憲法15条1項では立候補の自由を直接は規定していませんが、最高裁判所はこの立候補の自由も重要な基本的人権の一つとして認めています(三井美唄事件:最大判昭43.12.4)。

・三井美唄事件:最大判昭43.12.4

国務請求権とは?

国務請求権とは、国や地方公共団体に対して、一定の行為を請求できる権利のことです。個人が国家に対して積極的に働きかけることを認める権利として、以下のようなものがあります。

請願権

請願権16条)とは、国や地方公共団体の機関に対して職務に関する希望を述べる権利です。これは、誰でも自由に行使することができます。

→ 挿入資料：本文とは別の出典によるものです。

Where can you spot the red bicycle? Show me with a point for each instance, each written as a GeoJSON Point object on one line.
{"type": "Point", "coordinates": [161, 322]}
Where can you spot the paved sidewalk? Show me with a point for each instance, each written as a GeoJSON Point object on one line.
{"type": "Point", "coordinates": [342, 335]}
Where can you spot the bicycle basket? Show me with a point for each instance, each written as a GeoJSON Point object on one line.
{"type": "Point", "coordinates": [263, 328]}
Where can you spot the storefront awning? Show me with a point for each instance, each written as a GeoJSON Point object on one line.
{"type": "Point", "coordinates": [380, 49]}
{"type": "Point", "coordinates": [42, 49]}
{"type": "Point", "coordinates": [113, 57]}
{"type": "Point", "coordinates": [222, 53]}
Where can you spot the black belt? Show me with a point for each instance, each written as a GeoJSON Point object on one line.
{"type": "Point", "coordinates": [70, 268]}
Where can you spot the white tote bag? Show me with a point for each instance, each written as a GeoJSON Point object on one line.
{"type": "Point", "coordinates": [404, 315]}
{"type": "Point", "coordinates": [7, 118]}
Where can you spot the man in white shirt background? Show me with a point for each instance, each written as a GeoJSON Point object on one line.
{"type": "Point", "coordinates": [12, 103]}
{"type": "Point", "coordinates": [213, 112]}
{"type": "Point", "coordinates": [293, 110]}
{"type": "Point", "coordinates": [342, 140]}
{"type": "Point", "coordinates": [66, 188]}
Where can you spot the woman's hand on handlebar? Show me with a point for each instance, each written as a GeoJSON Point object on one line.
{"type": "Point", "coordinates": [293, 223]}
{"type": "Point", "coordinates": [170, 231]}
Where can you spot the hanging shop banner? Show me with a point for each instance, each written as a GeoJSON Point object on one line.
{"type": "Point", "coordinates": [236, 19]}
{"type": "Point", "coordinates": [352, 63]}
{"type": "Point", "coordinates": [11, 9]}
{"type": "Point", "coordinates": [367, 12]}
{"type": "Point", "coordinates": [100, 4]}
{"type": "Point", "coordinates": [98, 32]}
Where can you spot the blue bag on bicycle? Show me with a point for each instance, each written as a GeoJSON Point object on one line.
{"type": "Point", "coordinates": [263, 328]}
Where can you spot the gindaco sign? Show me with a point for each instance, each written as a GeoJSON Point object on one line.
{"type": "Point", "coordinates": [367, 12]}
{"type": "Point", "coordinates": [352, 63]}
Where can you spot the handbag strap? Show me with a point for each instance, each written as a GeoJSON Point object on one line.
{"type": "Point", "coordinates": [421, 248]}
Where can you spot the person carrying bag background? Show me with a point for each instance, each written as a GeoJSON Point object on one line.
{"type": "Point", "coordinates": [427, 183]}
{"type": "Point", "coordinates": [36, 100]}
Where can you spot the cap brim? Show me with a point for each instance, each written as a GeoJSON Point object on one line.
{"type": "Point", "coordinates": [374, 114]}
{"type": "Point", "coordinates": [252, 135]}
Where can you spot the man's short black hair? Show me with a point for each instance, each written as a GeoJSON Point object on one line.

ただし、請願を受け取った機関には「誠実に処理する義務」があるものの、請願の内容について審理したり判断したりする法的義務までは負いません請願法5条)。

裁判を受ける権利

裁判を受ける権利32条とは、誰もが平等に、政治から独立した公平な裁判所で正当な裁判を受けることができるという権利です。
この権利により、行政機関などの「裁判所以外の機関」により不当に裁かれることはありません。

・最大判昭24.3.23

国家賠償請求権

国家賠償請求権17条とは、公務員の不法行為によって損害を受けたときに、国や地方公共団体に対して損害賠償を請求できる権利です。
これは、国家権力の行使によって被害を受けた国民を救済する重要な制度です。

・郵便法違憲判決:最大判平14.9.11

刑事補償請求権

刑事補償請求権40条は、31条以下の刑事手続きに関する諸権利の保障によっても、なお生じる国民の不利益に対する補償を定めた権利権利です。

ここでポイントとなるのが、国家賠償請求権と違って、公務員の違法性や過失の有無に関係なく補償が認められる点です。つまり、たとえ手続きに問題がなかったとしても、最終的に無罪になれば補償される仕組みとなっています。

・最決平3.3.29

✅まとめ

参政権と国務請求権は、国民が主体的に政治や行政に関わり、自らの権利を守るための重要な基本的人権です。行政書士試験では、それぞれの権利の定義だけでなく、関連する条文や判例も押さえることが合格へのカギとなります。